MedCalc includes basic parametric and non-parametric statistical procedures and graphs such as descriptive statistics, ANOVA, Mann–Whitney test, Wilcoxon test, χ^{2} test, correlation, linear as well as non-linear regression, logistic regression, and multivariate statistics.

Survival analysis includes Cox regression (Proportional hazards model) and Kaplan–Meier survival analysis.

Procedures for method evaluation and method comparison include ROC curve analysis, Bland–Altman plot, as well as Deming and Passing–Bablok regression.

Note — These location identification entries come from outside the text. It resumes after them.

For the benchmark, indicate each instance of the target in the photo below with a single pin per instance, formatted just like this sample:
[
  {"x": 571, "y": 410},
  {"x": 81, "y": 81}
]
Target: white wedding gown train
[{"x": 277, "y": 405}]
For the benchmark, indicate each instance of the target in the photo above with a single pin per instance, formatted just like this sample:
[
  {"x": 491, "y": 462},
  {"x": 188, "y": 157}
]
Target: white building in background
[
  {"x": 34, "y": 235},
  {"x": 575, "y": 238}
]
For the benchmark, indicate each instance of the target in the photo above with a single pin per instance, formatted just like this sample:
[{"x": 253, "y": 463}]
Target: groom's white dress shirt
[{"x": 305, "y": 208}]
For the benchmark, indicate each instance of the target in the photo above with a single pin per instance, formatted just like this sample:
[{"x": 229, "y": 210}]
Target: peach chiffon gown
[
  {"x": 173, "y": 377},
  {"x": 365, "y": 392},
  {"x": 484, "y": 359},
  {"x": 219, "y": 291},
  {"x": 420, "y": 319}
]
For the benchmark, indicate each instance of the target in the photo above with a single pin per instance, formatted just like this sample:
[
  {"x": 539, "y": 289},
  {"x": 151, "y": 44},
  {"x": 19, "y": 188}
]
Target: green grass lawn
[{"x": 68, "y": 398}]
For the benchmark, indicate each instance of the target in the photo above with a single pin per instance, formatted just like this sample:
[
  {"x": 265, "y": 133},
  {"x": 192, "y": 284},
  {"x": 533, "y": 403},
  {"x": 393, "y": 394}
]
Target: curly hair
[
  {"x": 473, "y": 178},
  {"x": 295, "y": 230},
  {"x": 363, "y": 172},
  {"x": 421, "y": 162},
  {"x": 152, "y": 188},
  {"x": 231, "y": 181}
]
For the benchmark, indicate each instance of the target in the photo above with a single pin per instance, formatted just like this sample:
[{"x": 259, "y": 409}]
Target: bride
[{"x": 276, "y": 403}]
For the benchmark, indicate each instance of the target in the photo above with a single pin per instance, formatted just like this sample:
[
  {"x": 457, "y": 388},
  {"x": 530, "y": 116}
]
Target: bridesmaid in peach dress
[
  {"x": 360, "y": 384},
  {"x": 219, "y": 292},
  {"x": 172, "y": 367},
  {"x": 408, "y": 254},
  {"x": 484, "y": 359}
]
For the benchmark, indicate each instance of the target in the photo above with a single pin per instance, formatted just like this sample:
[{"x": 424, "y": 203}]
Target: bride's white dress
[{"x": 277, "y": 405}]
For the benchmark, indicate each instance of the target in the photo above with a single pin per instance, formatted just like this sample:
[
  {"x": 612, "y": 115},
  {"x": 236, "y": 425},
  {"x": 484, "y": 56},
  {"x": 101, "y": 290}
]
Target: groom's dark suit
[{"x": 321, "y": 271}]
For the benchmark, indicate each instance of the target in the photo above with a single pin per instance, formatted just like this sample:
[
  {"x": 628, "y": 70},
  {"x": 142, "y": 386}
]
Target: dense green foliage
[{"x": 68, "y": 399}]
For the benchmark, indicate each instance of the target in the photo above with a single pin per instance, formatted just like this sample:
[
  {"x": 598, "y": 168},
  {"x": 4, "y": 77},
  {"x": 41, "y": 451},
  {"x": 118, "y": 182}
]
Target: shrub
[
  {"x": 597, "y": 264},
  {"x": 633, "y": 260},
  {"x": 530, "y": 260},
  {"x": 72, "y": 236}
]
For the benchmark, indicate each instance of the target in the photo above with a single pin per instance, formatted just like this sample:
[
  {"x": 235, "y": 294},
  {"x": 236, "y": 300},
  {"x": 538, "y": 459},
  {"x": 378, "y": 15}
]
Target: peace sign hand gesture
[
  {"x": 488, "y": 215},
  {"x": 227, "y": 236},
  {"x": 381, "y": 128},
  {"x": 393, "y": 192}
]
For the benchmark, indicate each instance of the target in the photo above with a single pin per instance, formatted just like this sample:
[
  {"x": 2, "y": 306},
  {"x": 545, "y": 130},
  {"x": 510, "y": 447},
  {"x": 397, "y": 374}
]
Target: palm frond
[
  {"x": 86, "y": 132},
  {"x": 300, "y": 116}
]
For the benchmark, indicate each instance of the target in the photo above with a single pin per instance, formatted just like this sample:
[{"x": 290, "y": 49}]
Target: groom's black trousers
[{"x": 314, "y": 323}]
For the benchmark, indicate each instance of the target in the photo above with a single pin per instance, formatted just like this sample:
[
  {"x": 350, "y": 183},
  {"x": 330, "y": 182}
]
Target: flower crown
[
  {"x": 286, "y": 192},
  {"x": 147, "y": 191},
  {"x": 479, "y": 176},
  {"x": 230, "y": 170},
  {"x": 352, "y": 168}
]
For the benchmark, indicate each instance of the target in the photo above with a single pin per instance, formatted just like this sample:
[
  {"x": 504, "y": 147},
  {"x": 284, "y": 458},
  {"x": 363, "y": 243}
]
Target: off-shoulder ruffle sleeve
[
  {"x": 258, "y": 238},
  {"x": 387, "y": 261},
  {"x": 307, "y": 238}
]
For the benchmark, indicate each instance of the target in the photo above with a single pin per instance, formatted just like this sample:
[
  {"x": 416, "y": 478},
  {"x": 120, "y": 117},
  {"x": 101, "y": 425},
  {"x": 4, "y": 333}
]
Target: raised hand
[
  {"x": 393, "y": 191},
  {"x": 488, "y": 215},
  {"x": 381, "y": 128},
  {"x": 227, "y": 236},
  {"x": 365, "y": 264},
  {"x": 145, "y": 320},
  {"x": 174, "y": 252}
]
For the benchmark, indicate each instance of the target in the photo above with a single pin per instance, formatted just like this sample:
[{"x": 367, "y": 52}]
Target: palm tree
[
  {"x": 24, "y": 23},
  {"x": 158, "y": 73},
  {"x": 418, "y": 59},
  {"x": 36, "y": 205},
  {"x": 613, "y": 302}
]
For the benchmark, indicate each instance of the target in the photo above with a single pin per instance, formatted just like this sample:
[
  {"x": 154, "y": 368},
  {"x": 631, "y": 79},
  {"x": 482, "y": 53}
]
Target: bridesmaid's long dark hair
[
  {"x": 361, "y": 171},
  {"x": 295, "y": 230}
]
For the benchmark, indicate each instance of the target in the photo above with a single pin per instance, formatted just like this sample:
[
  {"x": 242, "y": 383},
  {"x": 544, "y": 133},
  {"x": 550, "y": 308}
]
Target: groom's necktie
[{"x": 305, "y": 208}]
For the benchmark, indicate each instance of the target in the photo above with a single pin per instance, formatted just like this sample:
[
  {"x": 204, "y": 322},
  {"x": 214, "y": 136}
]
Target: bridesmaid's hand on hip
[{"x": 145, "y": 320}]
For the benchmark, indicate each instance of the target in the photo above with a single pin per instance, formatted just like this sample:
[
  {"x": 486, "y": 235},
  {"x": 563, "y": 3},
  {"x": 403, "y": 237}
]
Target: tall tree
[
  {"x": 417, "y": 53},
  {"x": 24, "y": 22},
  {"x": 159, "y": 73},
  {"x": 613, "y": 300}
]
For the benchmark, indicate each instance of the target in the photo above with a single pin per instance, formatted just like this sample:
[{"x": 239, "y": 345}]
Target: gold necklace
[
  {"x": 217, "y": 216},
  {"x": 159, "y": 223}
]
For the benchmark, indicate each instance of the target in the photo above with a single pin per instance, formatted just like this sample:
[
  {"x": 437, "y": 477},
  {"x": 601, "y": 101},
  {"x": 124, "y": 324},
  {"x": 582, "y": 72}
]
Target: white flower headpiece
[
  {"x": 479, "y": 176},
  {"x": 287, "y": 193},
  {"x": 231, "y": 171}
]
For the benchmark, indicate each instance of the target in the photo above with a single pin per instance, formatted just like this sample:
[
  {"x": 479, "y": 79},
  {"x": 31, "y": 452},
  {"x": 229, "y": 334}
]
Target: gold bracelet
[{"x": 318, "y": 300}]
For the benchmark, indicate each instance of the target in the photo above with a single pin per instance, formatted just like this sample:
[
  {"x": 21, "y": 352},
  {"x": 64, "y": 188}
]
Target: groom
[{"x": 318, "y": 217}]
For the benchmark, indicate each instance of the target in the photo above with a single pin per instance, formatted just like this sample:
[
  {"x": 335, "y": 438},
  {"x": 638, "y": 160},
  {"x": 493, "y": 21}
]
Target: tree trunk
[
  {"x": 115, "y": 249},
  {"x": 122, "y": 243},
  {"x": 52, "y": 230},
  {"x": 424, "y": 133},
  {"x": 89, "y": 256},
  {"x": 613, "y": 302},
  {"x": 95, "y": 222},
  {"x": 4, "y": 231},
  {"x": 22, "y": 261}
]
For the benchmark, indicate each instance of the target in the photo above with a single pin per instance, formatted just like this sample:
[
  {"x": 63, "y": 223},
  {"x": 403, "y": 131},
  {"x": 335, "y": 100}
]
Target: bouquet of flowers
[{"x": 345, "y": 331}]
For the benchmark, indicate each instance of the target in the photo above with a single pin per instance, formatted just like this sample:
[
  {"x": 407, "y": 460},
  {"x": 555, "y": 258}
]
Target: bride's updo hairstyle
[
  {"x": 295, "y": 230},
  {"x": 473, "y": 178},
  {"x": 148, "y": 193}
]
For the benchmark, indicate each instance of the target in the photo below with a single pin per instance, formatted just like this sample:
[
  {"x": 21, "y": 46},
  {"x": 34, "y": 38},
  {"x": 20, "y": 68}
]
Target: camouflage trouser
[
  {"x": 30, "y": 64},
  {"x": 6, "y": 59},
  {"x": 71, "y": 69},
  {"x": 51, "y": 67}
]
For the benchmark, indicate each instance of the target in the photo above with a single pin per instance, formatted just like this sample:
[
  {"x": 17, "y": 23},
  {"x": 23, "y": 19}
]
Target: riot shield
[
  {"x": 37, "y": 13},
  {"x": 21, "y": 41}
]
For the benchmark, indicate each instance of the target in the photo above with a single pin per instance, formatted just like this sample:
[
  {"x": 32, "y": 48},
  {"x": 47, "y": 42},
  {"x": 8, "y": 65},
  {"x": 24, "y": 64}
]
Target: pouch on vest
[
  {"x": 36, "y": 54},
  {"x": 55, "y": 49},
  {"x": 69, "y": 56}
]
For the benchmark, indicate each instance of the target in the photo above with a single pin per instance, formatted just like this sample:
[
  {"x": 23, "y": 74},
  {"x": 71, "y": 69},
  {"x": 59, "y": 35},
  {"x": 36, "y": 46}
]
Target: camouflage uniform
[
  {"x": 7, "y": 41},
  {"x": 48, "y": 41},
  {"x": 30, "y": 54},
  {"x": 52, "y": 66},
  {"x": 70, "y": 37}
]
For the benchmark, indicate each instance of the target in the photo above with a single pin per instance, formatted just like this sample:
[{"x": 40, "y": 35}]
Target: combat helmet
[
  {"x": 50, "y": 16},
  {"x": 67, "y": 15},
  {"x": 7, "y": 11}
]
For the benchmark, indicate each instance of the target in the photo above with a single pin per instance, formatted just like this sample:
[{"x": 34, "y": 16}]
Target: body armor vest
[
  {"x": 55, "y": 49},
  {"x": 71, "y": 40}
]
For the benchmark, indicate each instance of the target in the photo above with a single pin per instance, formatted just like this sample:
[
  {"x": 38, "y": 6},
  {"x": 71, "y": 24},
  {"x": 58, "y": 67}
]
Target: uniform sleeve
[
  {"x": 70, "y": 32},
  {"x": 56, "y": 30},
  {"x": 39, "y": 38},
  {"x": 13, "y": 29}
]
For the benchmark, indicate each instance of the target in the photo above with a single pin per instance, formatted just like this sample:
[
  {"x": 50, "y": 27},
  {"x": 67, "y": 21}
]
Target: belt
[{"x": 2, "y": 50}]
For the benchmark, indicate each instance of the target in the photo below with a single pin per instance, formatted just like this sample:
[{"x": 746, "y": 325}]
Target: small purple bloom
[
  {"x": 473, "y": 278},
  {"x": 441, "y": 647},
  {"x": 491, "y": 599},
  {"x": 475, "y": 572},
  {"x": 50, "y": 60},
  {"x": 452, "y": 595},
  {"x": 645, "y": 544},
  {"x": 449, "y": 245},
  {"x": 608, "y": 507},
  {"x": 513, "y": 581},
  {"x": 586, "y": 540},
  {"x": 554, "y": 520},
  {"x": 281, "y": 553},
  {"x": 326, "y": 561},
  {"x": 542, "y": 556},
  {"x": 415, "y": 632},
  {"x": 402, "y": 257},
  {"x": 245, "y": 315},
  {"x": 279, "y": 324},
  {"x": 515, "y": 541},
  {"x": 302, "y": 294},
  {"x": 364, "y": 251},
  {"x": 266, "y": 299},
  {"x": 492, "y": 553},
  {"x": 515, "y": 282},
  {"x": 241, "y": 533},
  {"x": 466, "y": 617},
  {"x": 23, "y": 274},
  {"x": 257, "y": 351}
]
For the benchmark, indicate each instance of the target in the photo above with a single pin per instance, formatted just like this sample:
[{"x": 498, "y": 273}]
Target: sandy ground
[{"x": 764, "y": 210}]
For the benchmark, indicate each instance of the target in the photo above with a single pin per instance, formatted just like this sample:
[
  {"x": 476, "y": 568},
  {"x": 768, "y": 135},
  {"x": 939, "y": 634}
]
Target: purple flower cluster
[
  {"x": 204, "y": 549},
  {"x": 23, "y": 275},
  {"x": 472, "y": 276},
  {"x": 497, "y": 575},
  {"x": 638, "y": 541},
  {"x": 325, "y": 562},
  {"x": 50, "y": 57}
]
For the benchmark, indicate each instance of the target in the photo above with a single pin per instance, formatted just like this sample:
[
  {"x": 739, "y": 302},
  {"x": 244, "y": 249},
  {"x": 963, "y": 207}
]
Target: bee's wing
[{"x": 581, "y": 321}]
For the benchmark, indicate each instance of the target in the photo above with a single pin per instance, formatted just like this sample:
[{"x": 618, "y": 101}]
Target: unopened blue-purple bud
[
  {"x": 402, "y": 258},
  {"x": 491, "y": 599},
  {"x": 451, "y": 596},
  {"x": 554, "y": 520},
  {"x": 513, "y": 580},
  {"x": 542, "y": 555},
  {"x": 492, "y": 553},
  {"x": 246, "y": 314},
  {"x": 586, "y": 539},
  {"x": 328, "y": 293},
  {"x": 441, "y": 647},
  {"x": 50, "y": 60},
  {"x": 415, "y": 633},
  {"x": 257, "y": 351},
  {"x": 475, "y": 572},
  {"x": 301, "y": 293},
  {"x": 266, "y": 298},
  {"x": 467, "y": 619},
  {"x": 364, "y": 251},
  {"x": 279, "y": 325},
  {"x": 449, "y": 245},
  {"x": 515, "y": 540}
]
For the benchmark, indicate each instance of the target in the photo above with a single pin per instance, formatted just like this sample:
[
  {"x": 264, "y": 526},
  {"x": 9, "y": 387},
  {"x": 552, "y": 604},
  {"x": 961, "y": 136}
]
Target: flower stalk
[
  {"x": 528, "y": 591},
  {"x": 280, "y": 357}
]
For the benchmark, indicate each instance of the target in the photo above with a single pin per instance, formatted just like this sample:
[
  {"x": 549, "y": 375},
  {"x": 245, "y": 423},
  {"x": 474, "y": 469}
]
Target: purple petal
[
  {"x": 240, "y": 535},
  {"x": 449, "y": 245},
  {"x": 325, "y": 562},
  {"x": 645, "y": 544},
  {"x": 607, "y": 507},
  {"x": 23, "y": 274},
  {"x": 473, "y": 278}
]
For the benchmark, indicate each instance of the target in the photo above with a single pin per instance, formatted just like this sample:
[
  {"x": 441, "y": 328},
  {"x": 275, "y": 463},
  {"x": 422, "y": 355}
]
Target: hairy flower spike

The software also includes reference interval estimation, meta-analysis and sample size calculations.

Version 15.2 introduced a user-interface in English, Chinese (simplified and traditional), French, German, Italian, Japanese, Korean, Polish, Portuguese (Brazilian), Russian and Spanish.

== Reviews ==
- Stephan C, Wesseling S, Schink T, Jung K. “Comparison of eight computer programs for receiver-operating characteristic analysis.” Clinical Chemistry 2003;49:433-439.
- Lukic IK. “MedCalc Version 7.0.0.2. Software Review.” Croatian Medical Journal 2003;44:120-121.
- Garber C. “MedCalc Software for Statistics in Medicine. Software review.” Clinical Chemistry, 1998;44:1370.
- Petrovecki M. “MedCalc for Windows. Software Review.” Croatian Medical Journal, 1997;38:178.